平成24年3月末退職の無細胞生命科学工学研究センター 遠藤彌重太教授から大学での思い出を寄せていただきました。
退任にあたって
「はたとせのうるわしのみの水仙花」
家内の希望を受けて愛媛大学の教員公募(たぶん最初)に応募して、運良く工学部教授として赴任してから、はや20年が過ぎました。応用化学科から始まり、微力ながらVBL(ベンチャービジネスラボラトリー)施設長、無細胞生命科学工学研究センター長として、教育・研究を楽しんで参りました。この間、遺伝子施設、VBLと無細胞センターの立ち上げに携わり、申請作文デッチ上げのコツを学んだり、また、平成16年度からの国立大学法人化に備えて、SSC(スーパーサイエンスコース)、総合科学研究支援センター、東アジア古代鉄文化研究センター、南予水産研究センター、宇宙進化研究センター、上級研究員センター、プロテオ医学研究センターの設置にも参画する機会を得るなど充実した毎日を過ごすことができました。

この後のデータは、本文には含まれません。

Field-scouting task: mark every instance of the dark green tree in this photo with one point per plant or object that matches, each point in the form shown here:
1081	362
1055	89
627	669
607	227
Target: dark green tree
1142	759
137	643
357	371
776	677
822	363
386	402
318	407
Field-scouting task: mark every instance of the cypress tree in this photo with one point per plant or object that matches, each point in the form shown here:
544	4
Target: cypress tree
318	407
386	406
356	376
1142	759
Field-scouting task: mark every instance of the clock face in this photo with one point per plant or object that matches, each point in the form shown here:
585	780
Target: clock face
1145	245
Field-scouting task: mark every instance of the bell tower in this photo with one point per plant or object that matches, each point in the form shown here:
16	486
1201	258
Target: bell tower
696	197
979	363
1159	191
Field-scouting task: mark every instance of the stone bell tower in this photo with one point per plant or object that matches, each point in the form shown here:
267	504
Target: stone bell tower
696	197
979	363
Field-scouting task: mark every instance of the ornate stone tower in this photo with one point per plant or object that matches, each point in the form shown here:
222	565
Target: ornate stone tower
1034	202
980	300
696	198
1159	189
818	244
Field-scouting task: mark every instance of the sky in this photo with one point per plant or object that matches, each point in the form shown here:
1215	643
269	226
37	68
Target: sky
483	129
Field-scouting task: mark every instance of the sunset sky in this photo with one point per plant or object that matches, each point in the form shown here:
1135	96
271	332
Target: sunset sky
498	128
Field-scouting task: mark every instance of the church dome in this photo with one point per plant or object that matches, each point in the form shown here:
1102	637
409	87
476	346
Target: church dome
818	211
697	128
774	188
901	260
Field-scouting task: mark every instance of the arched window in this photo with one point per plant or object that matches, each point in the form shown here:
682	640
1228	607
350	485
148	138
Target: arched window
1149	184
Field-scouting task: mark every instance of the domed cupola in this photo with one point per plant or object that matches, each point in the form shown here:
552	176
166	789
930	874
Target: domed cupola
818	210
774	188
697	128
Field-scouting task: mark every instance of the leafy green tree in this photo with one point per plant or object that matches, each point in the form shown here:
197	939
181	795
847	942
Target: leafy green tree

これはひとえに職員の方々からの全面的なご支援と同僚の辛抱があってのことで、特に仲間として遊んでもらうと同時に陰からの温かいご支援を頂いた多くの事務職員の方々に、この場を借りて深く感謝させていただきます。
この20年間で嬉しかったことは、価値観を共有できる卒業生と研究仲間を得られたことの他に、生命体の部品として機能しているタンパク質分子を試験管の中で自由自在に合成する実用的な手法を世界に先駆けて確立することができたことです。本学発のこの技術は世界標準技術として確実に広がってきています。また、大学の最大の使命が人材育成にあることを考えてこの技術を応用して生命の中心教義教育用教材も開発できたことで、平成24年度からの高校生物教科書に掲載される運びとなっていることも大きな歓びです。

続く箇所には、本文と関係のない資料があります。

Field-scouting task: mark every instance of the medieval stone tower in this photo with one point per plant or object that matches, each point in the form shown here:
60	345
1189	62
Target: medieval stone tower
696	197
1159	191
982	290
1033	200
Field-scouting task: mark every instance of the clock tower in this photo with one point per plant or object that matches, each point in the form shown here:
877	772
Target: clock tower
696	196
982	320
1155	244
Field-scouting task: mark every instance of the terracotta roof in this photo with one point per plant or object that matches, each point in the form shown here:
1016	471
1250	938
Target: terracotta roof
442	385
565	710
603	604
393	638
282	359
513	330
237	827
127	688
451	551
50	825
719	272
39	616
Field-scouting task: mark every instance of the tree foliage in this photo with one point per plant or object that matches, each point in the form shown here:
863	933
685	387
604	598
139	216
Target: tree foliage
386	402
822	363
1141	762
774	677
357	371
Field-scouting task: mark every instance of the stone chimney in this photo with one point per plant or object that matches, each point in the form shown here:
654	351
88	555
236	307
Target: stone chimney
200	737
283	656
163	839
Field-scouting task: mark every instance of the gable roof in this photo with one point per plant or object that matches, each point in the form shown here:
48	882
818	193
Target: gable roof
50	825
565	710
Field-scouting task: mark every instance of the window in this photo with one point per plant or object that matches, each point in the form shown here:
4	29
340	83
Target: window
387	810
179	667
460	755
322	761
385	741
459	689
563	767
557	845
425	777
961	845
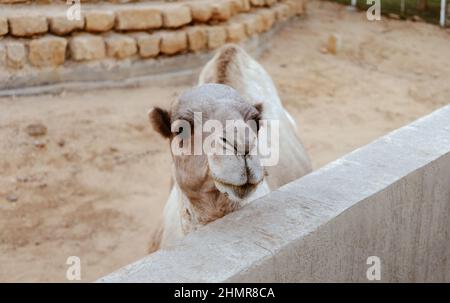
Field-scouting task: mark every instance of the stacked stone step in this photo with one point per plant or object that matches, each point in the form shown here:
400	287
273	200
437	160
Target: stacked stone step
42	36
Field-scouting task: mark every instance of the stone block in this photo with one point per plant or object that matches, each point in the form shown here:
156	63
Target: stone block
236	32
201	11
217	36
176	16
3	26
16	54
99	21
138	19
173	42
221	10
87	47
27	25
197	38
148	44
60	25
47	51
120	46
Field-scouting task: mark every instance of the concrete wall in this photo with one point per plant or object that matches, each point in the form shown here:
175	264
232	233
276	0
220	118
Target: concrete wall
42	51
389	199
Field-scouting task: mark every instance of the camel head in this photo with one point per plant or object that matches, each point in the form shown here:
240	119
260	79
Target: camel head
212	157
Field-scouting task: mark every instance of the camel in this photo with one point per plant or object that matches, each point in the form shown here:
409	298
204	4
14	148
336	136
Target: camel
232	86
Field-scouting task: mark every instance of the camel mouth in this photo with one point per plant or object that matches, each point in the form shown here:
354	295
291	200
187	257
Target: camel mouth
235	192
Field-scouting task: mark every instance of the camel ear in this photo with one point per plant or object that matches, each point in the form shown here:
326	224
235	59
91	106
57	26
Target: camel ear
259	107
160	120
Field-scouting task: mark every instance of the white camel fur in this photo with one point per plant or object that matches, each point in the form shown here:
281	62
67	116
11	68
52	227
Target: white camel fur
232	85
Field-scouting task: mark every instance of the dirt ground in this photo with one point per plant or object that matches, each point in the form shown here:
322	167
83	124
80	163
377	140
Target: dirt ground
95	184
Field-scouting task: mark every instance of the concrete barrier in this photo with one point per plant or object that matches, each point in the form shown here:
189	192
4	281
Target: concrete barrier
389	199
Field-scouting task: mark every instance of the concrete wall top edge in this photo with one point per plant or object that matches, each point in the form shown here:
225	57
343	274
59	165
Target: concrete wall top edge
231	246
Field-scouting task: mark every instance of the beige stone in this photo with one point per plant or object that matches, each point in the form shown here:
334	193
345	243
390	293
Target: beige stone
236	32
16	53
60	25
197	38
120	46
87	47
260	23
27	25
282	12
148	44
138	19
2	55
3	26
99	21
217	36
200	11
236	6
47	51
268	17
173	42
221	10
176	16
251	25
257	2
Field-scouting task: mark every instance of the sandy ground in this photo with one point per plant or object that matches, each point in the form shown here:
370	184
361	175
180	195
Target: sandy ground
95	184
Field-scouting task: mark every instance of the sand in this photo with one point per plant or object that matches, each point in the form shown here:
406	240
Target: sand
94	186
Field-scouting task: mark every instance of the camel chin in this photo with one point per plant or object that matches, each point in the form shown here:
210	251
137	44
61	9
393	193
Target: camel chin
236	193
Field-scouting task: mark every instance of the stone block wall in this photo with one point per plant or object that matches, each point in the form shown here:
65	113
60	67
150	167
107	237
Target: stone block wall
37	36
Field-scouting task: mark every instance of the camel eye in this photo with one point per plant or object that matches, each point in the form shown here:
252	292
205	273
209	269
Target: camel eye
179	131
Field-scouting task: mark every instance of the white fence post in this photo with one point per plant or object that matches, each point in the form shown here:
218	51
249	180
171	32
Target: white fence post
442	20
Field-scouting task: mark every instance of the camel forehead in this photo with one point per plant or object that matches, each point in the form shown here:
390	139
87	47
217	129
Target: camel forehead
214	101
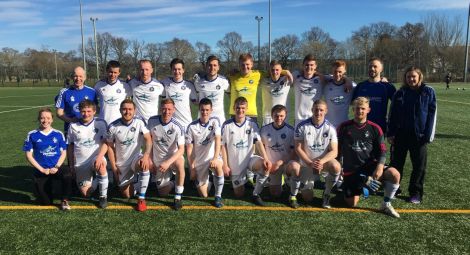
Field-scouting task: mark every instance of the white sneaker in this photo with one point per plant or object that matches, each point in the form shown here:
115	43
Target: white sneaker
388	209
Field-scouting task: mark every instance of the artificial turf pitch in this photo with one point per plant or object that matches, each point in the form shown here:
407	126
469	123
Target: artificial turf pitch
441	224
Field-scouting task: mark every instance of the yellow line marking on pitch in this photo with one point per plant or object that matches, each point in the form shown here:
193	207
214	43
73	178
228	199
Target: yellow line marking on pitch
456	102
236	208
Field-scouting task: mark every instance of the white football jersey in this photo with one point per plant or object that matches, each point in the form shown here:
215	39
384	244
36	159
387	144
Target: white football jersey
202	136
110	97
239	141
274	93
316	139
166	137
279	143
86	139
215	91
183	93
146	97
306	92
128	139
338	102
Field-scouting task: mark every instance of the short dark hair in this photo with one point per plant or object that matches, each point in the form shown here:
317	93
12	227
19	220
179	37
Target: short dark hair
308	58
86	103
45	109
167	101
278	108
212	58
127	101
113	64
240	100
205	101
176	61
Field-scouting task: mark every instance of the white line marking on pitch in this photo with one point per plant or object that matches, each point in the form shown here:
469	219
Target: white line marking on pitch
456	102
39	106
30	96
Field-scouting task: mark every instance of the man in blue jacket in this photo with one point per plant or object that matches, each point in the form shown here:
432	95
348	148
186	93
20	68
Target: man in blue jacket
412	124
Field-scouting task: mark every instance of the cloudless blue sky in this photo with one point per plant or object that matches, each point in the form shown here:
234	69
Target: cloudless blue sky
56	24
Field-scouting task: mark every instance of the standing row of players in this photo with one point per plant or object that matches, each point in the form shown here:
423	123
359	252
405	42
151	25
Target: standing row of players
141	96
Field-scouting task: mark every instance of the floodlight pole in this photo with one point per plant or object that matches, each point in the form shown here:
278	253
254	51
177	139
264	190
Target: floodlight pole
55	63
259	19
466	47
269	34
96	48
83	40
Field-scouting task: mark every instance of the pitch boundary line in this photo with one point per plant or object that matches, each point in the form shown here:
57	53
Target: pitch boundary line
456	102
235	208
28	108
27	96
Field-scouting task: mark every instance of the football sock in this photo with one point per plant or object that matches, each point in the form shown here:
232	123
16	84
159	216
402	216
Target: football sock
295	185
330	181
178	191
144	178
218	185
94	184
103	185
260	179
390	190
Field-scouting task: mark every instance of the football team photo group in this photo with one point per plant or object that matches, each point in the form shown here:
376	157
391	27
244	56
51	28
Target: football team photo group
345	141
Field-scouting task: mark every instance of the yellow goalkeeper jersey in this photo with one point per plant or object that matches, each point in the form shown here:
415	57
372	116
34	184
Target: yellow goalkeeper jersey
247	87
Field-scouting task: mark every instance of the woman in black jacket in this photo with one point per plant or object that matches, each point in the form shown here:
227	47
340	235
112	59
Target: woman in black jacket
412	124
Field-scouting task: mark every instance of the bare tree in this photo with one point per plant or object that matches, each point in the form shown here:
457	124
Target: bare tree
320	43
154	52
286	48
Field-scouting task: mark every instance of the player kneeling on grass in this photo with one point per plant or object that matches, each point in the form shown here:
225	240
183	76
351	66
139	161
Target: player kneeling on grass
125	139
168	149
362	149
239	135
278	140
203	151
45	150
85	138
316	144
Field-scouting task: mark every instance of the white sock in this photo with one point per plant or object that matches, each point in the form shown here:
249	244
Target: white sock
330	181
218	185
390	190
144	178
178	191
103	185
260	180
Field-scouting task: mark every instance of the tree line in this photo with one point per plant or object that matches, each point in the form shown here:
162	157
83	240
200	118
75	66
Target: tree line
435	44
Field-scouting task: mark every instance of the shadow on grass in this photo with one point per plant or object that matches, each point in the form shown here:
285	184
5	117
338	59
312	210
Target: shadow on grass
16	184
453	136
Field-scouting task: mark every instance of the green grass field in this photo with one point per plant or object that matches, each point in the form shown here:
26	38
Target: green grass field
422	229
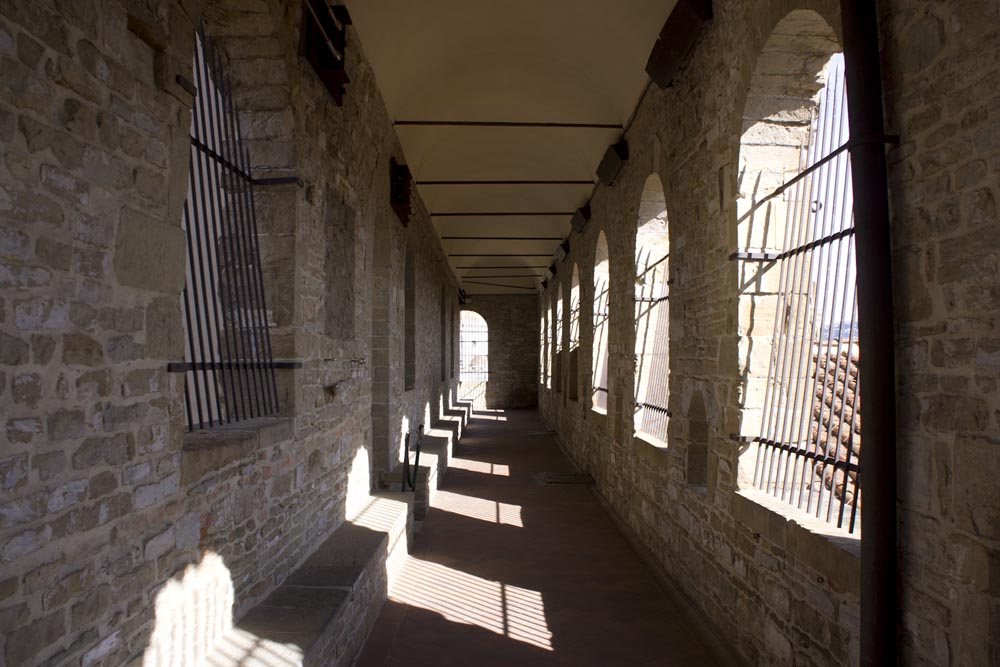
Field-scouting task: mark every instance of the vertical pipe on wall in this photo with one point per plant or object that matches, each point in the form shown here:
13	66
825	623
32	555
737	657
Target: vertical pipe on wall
877	372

振り返れば、この36年間、徳島大学医学部、シカゴ大学生命科学研究所、山梨医科大学、そして本学工学部で“穏やかでない性格の教員”を努めて来たと思います。本学では、小松正幸学長時代にSSCの設置に真っ向から反対し、文科省の好意的な無細胞センターの設置に快く賛同しなかった言動から、我がまま者の烙印を押されていたようですが、私なりの純な意見を主張しただけで、それでよかったのだと確信しています。本学の素晴らしいところは、時代の雑音やプレッシャーがなく、何やって善し、やらなくて善しの良きロマンエアーが残っていることだと思います。現職を去るに当たって、次世代を担う後輩諸氏にお願いしたいことが二つあります。それは、文系理系や学部を問わず大学教員たる者は、1)先ず研究に没頭することを通して自らを研き究めることで、副産物である成果はあるに越したことはないが、どうでもよい!、そして、2)教育(EDUCATION)の現場では、公平よりも遥かに難しいのですが、徹底的な“えこひいき”を心がけてください。
お騒がせしましたが、皆さん有り難うございました。退職後は、カリフォルニア大学客員教授との兼任で特別栄誉教授として本学で今しばらくの間、この調子で楽しませて頂きますので、どうぞ宜しくお願いいたします。